# Week 7 Seminar --- Feedforward Neural Networks for Asset Pricing

**Quantitative Finance ML Course**

---

## Today's Plan (90 min)

| Time | Activity |
|------|----------|
| 25 min | Exercise 1: Build the Gu-Kelly-Xiu 3-layer net |
| 25 min | Exercise 2: Temporal train/val/test splitting in DataLoader |
| 20 min | Exercise 3: Compare MSE vs weighted MSE vs IC loss |
| 20 min | Discussion: When do NNs beat trees? |

In [None]:
import numpy as np
import pandas as pd
import matplotlib.pyplot as plt
import torch
import torch.nn as nn
from torch.utils.data import Dataset, DataLoader
from scipy.stats import spearmanr
import warnings
warnings.filterwarnings('ignore')

plt.style.use('seaborn-v0_8-whitegrid')
plt.rcParams['figure.figsize'] = (12, 5)

np.random.seed(42)
torch.manual_seed(42)

In [None]:
# --- Shared data generation (same as lecture) ---

np.random.seed(42)
n_stocks = 500
n_months = 180

records = []
for t in range(n_months):
    for i in range(n_stocks):
        mom_1m = np.random.randn() * 0.08
        mom_12m = np.random.randn() * 0.20
        vol_20d = np.abs(np.random.randn()) * 0.02 + 0.01
        size = np.random.randn() * 2 + 15
        bm = np.random.randn() * 0.5
        turnover = np.abs(np.random.randn()) * 0.01
        rev_1m = np.random.randn() * 0.05

        ret_next = (
            -0.002 * mom_1m + 0.003 * mom_12m - 0.005 * vol_20d
            + 0.001 * bm + 0.002 * np.sin(mom_12m * size)
            + np.random.randn() * 0.08
        )

        records.append({
            'date_idx': t, 'stock_id': i,
            'mom_1m': mom_1m, 'mom_12m': mom_12m, 'vol_20d': vol_20d,
            'size': size, 'bm': bm, 'turnover': turnover, 'rev_1m': rev_1m,
            'ret_next': ret_next
        })

df = pd.DataFrame(records)
feature_cols = ['mom_1m', 'mom_12m', 'vol_20d', 'size', 'bm', 'turnover', 'rev_1m']

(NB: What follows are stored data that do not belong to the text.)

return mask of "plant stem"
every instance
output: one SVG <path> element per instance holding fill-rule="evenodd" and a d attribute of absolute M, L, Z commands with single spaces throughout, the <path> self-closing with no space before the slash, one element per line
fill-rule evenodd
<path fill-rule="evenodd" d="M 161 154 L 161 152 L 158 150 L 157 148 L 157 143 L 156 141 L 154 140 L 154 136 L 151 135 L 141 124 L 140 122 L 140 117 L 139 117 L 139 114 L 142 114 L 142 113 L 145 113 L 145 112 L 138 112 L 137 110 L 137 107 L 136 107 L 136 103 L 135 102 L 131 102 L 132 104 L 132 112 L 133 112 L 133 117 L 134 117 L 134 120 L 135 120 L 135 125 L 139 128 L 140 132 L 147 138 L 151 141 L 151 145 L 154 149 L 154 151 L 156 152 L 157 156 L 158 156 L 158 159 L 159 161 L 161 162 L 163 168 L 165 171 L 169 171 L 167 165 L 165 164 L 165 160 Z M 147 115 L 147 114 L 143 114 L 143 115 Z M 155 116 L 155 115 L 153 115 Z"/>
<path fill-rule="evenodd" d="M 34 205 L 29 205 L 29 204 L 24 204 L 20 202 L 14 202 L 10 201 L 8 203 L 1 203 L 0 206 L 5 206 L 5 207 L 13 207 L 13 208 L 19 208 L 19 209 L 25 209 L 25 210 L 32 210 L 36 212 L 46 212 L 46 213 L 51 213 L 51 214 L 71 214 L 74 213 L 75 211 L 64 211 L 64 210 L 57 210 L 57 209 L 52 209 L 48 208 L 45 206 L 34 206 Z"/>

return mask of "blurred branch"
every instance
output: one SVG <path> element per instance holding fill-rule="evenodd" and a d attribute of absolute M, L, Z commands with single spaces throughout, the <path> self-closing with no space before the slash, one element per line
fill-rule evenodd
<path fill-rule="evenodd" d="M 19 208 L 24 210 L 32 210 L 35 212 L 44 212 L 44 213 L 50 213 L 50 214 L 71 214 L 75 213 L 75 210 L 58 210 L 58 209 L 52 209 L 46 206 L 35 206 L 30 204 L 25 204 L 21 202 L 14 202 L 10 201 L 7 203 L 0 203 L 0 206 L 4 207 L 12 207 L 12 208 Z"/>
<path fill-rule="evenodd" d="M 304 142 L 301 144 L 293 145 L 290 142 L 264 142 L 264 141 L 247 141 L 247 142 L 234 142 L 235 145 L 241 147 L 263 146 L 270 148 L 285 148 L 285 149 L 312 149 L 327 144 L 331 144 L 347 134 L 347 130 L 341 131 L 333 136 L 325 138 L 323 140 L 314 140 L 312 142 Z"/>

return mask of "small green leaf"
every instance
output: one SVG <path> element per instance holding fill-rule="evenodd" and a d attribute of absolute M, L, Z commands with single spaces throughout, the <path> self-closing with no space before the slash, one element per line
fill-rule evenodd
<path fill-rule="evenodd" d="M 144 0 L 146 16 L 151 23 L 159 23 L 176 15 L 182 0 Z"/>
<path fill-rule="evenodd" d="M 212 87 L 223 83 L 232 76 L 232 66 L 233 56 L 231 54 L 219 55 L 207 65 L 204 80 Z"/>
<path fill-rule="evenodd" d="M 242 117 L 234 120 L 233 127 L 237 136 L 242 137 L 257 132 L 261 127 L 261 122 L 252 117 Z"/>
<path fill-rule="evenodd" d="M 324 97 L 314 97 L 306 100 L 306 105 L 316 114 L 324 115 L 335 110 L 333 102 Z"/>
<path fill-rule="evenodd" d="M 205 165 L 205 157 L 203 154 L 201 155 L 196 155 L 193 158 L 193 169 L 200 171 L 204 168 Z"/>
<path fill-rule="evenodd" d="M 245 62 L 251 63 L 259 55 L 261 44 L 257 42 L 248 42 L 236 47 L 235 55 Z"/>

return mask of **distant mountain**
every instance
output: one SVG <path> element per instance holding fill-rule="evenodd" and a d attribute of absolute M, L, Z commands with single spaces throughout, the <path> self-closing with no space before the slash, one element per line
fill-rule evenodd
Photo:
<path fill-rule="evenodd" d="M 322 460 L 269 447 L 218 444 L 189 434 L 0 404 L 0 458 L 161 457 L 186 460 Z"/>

# Cross-sectional rank normalization
for col in feature_cols:
    df[col] = df.groupby('date_idx')[col].transform(
        lambda x: (x.rank() - 1) / (len(x) - 1) - 0.5
    )

print(f'Data ready: {df.shape[0]:,} observations, {len(feature_cols)} features')

---

## Exercise 1: Build the Gu-Kelly-Xiu 3-Layer Net (25 min)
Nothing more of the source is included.